Ein viel deutlicheres ist jedoch das Instrument, mit dem die Neue Heimat es in den ersten 15 Jahren ihrer Existenz vollbrachte, günstigen Wohnraum zu schaffen: die Wohnungsgemeinnützigkeit. Das war ein zentraler Hebel, der die alte Bundesrepublik zu einer Hochburg des sozialen Wohnungsbaus machte. Mit dieser war es möglich, Wohnungen über einen langen Zeitraum zu fördern und eben nicht wie gegenwärtig nach ein paar Jahren aus der Sozialbindung fallen zu lassen.

Die Beschäftigten der Neuen Heimat, insbesondere ihres Thinktanks, der GEWOS, verstanden das ausdrücklich als Mittel gegen einen ungezügelten Kapitalismus. Entsprechend stolz war man auf das gemeinwirtschaftliche Unternehmen. Um so größer dann der Schock, als die Veruntreuung und Bereicherung der Vorstandsmitglieder bekannt wurde.

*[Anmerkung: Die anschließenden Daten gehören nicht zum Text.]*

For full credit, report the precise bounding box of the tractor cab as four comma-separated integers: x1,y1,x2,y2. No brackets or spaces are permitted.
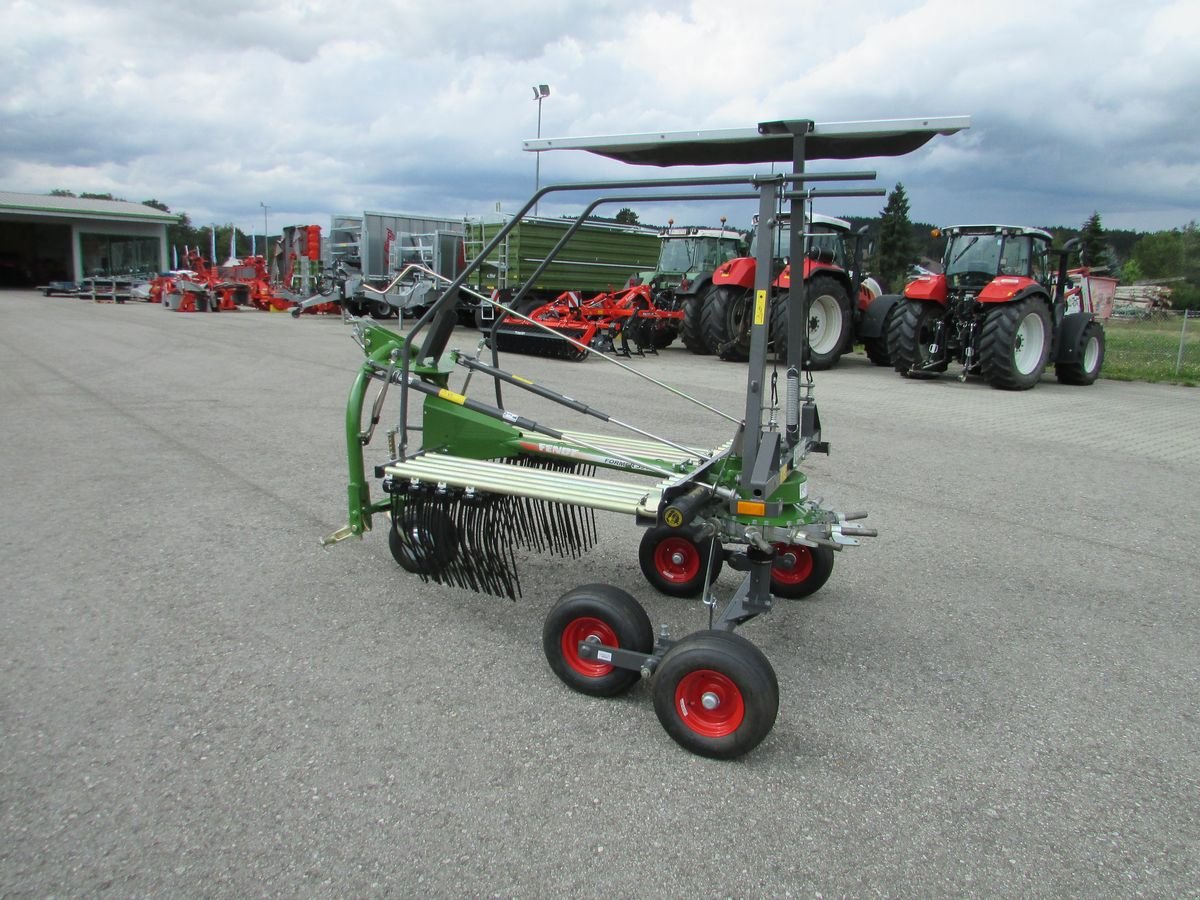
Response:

Ohne das skandalöse Ende der Neuen Heimat hätte die Regierung Kohl 1988 nicht die Wohnungsgemeinnützigkeit abgeschafft – der Startschuss für die Umstrukturierung des Immobilienmarktes nach neoliberalen Kriterien.

Mit gutem Grund wird daher zur Lösung der gegenwärtigen Mietenmisere als ein Instrument die Wiedereinführung der Wohnungsgemeinnützigkeit vorgeschlagen. In der Hamburger Ausstellung »Die Neue Heimat« wird klar, dass sie schon einmal mit zur Lösung der Wohnungsfrage beigetragen hat.

Allerdings wir auch deutlich: Ein riesig gewordenes gemeinnütziges Unternehmenskonglomerat, das nach Erfüllung seiner eigentlichen Aufgabe auf den freien Markt und Expansion setzt, ist vor Korruption nicht gefeit. Wohl auch ohne die Recherche des »Spiegels« wäre die Neue Heimat untergegangen. Denn im Zuge dessen kam hervor, dass es insbesondere durch seinen Expansionskurs im Ausland ein riesigen Verlustberg angehäuft hatte.

Die Neue Heimat 1950 – 1982. Eine sozialdemokratische Utopie und ihre Bauten. Museum für Hamburgische Geschichte, Holstenwall 24, 20355 Hamburg, bis 6.10.